Tyramine is also believed to trigger the release of the stress hormone norepinephrine.
“This combo of brain chemicals and elevated blood pressure could possibly be what contributes to headaches and migraines,” Tedrow says.
The amount of tyramine in foods increases over time, says the National Headache Foundation. That’s why aged cheeses are more likely to trigger headaches than their fresh counterparts—like ricotta or cottage cheese.
No doubt, alcohol’s dehydrating effects can leave your noggin feeling nasty. But red wine also contains tannins—flavonoids found in grape skins that give red wine its characteristic dry, astringent quality.
Findings suggest that tannins can spark changes in the levels of certain brain chemicals that can trigger headaches, as well as prompt the release of headache-causing compounds called prostaglandins.
The good news? Some red wine might be less likely to cause headaches than others. One study found that lower-tannin wines, like Cabernet and Merlot, were less likely to cause headaches than higher-tannin wines, like Malbec and Tannat.

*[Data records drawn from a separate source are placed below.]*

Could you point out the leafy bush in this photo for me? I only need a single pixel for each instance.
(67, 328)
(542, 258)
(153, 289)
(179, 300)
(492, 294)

Like aged cheeses, cured meats like salami and sausage are loaded with tyramine. It’s a similar story for smoked or pickled fish, like lox, pickled herring, or caviar.
To make matters worse, many cured meats—hot dogs, pepperoni, bacon, and ham, to name a few—also contain headache-sparking preservatives like nitrates and nitrites.
Both preservatives can cause blood vessels to expand and increase bloodflow to the brain, which can trigger headaches in some people, Tedrow says.
Many headaches are caused by dilated blood vessels. Caffeine helps constrict blood vessels, which is why it’s used in many over-the-counter headache medications.
And yet, plenty of people find that caffeine-heavy drinks like coffee, soda, or black tea actually cause them to have a headache.
But according to the National Headache Foundation, caffeine doesn’t directly cause head pain.
Instead, most caffeine-related throbbing is actually the result of caffeine rebound—or withdrawal that occurs after consuming too much caffeine. Keep your caffeine consumption below 200 milligrams daily (roughly the amount in one or two eight-ounce cups of coffee), and you’ll probably be fine.
By now, you might not be surprised to hear that even fruit that’s been sitting around for a while, like overripe bananas and avocados, can harbor higher levels of tyramine.
Preserved fruits, like raisins or dried apricots, are other common culprits. Not only do they boast higher levels of tyramine, but they also contain sulfites, a preservative that prevents browning. For the time being, there’s no definitive research linking sulfites to headaches, says Tedrow. But anecdotally, plenty of people complain of headaches after eating sulfite-rich foods. So if you find that they bother you, consider steering clear.